Raven reaches him but doesn't touch him. Right now, she knows better than to. "You know Clarke. That's not what she would've wanted."
Bellamy looks at her. "And this was?"
"If it meant our survival, then yes."
"But if she's alive," cuts in Monty, "where is she?"
Bellamy scrubs his face and looks back at the screen, suddenly afraid. He can break. He is breaking. But he will do so fully later, in the privacy of a room, after he finds out everything he needs to know.
"Keep the feed going," says Bellamy around the pain in his chest.
A click from Raven, and her voice resumes, filling the lab. Drowning him.
" . . . The bunker's gone silent too. We tried to dig them out for awhile but . . . there was too much rubble. I haven't made contact either."
Bellamy shuts his eyes.

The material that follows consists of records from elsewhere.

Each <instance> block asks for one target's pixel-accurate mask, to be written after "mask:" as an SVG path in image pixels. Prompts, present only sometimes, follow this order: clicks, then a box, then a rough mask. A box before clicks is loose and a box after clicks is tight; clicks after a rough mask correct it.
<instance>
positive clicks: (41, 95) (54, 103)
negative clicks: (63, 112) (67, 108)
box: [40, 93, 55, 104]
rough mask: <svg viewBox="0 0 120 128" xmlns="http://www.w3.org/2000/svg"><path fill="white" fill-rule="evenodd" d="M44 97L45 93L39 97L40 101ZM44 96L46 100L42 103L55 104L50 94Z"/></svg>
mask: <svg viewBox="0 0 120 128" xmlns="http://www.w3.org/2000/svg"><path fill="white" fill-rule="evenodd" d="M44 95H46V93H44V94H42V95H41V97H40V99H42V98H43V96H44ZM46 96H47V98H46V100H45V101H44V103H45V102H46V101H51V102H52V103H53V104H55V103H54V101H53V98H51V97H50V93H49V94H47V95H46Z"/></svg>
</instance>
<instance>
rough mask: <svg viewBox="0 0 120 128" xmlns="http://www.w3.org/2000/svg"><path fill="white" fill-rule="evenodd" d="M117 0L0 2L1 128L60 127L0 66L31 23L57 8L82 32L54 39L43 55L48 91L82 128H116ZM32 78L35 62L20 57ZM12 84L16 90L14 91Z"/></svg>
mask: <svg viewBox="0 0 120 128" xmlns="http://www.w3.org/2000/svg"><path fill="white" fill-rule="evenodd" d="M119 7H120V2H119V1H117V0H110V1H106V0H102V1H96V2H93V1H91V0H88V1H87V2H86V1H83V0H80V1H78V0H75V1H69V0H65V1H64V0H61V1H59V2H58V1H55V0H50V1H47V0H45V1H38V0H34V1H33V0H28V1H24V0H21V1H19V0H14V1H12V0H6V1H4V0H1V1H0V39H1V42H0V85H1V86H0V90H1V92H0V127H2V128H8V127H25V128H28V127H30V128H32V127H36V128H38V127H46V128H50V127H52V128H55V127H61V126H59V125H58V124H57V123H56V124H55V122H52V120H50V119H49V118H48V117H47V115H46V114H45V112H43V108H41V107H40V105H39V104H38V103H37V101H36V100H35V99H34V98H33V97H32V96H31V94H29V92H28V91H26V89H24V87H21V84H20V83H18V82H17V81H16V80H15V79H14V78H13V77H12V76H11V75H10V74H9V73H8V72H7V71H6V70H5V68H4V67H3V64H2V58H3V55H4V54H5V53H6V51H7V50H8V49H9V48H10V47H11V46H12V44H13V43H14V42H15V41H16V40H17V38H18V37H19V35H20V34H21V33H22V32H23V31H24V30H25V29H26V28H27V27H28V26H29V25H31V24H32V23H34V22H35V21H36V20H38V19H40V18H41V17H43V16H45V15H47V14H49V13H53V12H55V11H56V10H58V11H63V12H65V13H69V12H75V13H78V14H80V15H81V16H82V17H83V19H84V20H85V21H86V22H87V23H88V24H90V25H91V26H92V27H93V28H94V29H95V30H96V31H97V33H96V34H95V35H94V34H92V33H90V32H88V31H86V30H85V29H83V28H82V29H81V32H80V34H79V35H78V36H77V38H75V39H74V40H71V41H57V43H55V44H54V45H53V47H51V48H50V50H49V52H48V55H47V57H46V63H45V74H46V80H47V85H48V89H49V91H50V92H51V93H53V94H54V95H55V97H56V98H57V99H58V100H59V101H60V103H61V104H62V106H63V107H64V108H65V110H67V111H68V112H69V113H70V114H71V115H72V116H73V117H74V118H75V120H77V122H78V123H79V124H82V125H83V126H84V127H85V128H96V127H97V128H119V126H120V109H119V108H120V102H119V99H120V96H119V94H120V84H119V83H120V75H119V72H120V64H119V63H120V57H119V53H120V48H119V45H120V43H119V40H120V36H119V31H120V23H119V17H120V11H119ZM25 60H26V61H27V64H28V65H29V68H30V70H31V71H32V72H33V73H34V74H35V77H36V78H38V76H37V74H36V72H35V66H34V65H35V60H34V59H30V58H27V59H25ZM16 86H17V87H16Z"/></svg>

His anger recedes and in its place falls an old desperation.
"Anyway . . . I still have hope. Tell Raven to aim for the one spot of green and you'll find me. The rest of the planet from what I've seen basically sucks, so . . . "
A long pause. Bellamy opens his eyes again.
"Never mind . . ." her voice chimes back. "I see you."
Static. Bellamy looks sharply at Raven. Questions bombard him, but they quiet in place of the new, loudest one that makes his chest go tight. He pulls out the drawing and unfurls it, until he is again looking into her hopeful face. She isn't speaking of them, he knows.
But if it's not them, who else can it be?